BEIJING (AP) — Moves by several countries to mandate COVID-19 tests for passengers arriving from China reflect global concern that new variants could emerge in its ongoing explosive outbreak — and that the government may not inform the rest of the world quickly enough.
There have been no reports of new variants to date, but China has been accused of not being forthcoming about the virus since it first surfaced in the country in late 2019. The worry is that it may not be sharing data now on any signs of evolving strains that could spark fresh outbreaks elsewhere.
The U.S., Japan, India, South Korea, Taiwan and Italy have announced testing requirements for passengers from China. The U.S. cited both the surge in infections and what it said was a lack of information, including genomic sequencing of the virus strains in the country.
Authorities in Taiwan and Japan have expressed similar concerns.
“Right now the pandemic situation in China is not transparent," Wang Pi-Sheng, the head of Taiwan’s epidemic command center, told The Associated Press. "We have a very limited grasp on its information, and it’s not very accurate.”
The island will start testing everyone arriving from China on Jan. 1, ahead of the expected return of about 30,000 Taiwanese for the Lunar New Year holiday later in the month. The new Japanese rules, which restrict flights from mainland China, Hong Kong and Macao to designated airports beginning Friday, are already disrupting holiday travel plans.
Chinese Foreign Ministry spokesperson Wang Wenbin noted Thursday that many countries have not changed their policies for travelers from China and said that any measures should treat people from all countries equally.
Chinese health officials have said the current outbreak is being driven by versions of the omicron variant that have also been detected elsewhere, and a surveillance system has been set up to identify any potentially worrisome new versions of the virus. Wu Zunyou, the chief epidemiologist at China's Center for Disease Control, said Thursday that China has always reported the virus strains it has found in a timely way.
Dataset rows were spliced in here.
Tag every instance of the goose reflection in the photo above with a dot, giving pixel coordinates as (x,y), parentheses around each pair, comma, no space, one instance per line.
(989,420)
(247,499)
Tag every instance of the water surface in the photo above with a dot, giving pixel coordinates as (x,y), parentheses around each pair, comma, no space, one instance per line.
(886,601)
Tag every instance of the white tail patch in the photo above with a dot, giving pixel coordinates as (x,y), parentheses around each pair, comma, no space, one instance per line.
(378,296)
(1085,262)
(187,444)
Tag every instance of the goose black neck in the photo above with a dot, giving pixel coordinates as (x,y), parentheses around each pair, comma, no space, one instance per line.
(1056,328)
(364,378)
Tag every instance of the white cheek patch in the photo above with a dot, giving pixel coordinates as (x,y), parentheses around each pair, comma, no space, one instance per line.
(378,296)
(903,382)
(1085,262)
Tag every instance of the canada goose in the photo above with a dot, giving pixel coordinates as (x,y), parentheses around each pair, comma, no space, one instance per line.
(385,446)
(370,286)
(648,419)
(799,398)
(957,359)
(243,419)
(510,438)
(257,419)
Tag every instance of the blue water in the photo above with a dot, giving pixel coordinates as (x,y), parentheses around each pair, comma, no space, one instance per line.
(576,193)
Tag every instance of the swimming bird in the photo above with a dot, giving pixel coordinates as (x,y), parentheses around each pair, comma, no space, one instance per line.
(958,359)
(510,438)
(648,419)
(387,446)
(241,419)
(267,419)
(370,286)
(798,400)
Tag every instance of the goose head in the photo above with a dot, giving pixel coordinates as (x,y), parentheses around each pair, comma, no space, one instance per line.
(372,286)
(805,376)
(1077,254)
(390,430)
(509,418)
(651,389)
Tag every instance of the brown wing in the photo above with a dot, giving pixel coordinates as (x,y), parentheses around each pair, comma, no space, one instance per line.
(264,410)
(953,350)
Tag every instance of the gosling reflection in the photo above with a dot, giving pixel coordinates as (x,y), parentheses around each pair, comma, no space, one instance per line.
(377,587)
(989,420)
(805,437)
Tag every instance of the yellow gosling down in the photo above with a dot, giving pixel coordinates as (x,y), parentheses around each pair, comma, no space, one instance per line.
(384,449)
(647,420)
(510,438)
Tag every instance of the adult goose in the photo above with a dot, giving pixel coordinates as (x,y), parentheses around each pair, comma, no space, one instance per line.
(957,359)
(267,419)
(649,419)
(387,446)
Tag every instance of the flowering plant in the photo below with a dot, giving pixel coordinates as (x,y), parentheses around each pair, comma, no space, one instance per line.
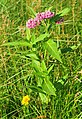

“We keep nothing secret,” he said. "All work is shared with the world.”
World Health Organization Director-General Tedros Adhanom Ghebreyesus has said the body needs more information on the severity of the outbreak in China, particularly on hospital and ICU admissions, “in order to make a comprehensive risk assessment of the situation on the ground."
China rolled back many of its tough pandemic restrictions earlier this month, allowing the virus to spread rapidly in a country that had seen relatively few infections since an initial devastating outbreak in the city of Wuhan. Spiraling infections have led to shortages of cold medicine, long lines at fever clinics, and at-capacity emergency rooms turning away patients. Cremations have risen several-fold, with a request from overburdened funeral homes in one city for families to postpone funeral services until next month.